Il est très bien réalisé d’ailleurs car on retrouve pleins de réalités notamment sur les actes, les bêtises que font Adama et ses amis. Voler un caméscope, utilisé des armes sans autorisation, préparer des coups dans le dos de ses parents... Des promesses d’enfants. Ils sont près à faire n’importe quoi pour de l’argent et surtout, se sortir de la misère de se pays. Et les acteurs font une magnifique prestation ! On dirait plus un documentaire filmé en direct plutôt qu’un film répété plusieurs fois !
Un dernier petit détail qui a sûrement été pensé par Idrissa, la vérité sort toujours de la bouche des enfants. Nous pouvons, en effet, mentionner cela car à un moment dans le film, Adama et ses amis décident de ne pas en parler à leurs parents car, d’après eux, les adultes associent « argent » à « grosse maison », « belle voiture », « femmes »... ce qui peut être assez vrai. Ensuite, à un notre moment, le vigile ne laissent pas entrer les enfants en pensant qu’ils sont fous de dire qu’un criminel est dans l’aéroport.

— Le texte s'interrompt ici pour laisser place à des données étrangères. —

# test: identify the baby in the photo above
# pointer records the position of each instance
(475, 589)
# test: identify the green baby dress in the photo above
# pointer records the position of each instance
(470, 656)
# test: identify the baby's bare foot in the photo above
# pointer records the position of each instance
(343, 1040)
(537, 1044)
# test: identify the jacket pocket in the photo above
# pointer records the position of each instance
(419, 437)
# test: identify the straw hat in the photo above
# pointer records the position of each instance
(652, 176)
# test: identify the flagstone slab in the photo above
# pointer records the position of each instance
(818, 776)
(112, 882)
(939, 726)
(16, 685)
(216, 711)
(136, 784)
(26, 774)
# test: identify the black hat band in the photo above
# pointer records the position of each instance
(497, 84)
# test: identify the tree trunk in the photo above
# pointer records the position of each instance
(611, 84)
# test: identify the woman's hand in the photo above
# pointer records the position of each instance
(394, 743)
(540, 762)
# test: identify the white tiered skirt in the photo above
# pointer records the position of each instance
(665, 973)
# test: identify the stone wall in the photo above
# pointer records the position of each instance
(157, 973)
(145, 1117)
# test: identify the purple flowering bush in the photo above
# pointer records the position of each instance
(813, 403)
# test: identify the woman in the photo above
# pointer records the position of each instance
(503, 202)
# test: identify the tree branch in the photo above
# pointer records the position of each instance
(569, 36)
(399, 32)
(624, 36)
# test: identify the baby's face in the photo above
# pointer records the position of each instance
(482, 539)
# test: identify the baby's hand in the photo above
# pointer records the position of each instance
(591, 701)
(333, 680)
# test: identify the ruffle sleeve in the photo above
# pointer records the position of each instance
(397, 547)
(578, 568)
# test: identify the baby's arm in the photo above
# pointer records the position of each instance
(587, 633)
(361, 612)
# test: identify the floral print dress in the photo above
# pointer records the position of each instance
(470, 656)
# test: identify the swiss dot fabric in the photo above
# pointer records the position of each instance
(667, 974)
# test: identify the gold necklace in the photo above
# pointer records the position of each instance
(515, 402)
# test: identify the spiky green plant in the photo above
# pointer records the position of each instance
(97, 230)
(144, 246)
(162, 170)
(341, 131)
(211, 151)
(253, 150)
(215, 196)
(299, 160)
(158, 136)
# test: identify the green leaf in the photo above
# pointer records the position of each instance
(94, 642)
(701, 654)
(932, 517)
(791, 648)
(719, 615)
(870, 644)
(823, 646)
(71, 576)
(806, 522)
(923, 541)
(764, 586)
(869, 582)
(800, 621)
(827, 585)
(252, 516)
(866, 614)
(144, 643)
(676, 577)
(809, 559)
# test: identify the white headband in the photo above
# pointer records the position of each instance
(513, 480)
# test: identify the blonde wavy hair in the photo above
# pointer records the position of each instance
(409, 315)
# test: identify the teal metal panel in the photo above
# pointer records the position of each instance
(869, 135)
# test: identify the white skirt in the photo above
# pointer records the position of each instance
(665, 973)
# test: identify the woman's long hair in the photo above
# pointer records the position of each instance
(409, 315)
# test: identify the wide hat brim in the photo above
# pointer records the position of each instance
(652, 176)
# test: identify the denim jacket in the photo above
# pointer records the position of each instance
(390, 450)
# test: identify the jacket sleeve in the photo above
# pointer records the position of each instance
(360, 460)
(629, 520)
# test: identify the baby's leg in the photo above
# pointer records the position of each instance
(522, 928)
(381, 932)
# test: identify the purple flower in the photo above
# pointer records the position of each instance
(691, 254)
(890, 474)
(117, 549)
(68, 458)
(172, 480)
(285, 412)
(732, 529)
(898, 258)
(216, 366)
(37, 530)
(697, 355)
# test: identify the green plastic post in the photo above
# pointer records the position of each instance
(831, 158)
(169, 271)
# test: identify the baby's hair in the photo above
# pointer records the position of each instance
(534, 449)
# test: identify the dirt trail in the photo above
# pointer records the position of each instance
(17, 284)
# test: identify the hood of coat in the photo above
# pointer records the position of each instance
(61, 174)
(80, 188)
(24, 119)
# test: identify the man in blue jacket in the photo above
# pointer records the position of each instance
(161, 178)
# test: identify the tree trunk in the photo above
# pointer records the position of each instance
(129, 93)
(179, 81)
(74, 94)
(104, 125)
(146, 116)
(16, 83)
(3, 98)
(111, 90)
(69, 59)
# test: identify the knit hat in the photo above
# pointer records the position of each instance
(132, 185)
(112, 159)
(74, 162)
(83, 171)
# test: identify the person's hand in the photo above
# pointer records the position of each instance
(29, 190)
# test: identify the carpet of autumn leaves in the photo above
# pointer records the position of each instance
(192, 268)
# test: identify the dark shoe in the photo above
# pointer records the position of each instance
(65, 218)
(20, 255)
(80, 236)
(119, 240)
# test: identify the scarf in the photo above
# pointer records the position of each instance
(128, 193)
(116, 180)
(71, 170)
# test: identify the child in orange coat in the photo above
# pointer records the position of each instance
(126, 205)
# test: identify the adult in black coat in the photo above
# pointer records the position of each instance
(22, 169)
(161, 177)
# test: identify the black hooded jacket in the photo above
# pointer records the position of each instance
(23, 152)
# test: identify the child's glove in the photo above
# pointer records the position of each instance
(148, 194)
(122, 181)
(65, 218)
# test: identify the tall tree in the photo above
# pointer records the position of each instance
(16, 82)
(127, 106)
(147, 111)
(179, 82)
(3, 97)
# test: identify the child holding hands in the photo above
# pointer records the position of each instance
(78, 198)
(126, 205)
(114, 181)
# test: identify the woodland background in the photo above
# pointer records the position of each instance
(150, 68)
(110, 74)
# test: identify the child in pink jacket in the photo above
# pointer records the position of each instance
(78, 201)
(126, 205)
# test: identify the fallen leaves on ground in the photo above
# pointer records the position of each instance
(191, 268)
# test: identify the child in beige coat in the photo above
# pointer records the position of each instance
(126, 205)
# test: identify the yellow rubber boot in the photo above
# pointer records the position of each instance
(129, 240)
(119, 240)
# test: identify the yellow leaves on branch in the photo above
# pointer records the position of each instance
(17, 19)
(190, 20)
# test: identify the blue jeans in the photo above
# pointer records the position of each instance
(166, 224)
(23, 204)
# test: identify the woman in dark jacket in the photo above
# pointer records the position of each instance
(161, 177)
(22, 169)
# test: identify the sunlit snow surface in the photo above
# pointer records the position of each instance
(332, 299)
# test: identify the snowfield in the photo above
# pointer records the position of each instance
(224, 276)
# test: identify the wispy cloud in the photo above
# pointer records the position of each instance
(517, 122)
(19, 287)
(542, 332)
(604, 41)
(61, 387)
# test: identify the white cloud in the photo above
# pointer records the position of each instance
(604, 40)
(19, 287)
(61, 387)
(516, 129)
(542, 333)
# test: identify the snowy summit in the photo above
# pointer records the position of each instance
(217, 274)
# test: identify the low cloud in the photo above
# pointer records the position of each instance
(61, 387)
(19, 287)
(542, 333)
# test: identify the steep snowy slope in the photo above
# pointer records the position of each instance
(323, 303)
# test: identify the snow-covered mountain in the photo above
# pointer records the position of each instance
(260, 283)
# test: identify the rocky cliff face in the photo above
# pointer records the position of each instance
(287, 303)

Le vigile regarde la cassette, dubitatif, et sans aucuns remords, il balance la cassette et demande aux garçons de fichez le camps. Ce qui en fait deux moments comiques et réaliste.
Avec de pareils couleurs, des décors magnifiques, beaucoup de réalisme grâce aux talents des acteurs et une petite touche de rire, ce court-métrage est une vrai réussite ! Des musiques très bien accordées aux scènes, du rythme, de la perfection en tout genre, font forcément une réalisation parfaite ! Même si ces petites scènes de rire, qui nous font oublier cet affreux événement sur le coup, ne serviront pas à racheter un passé terrible.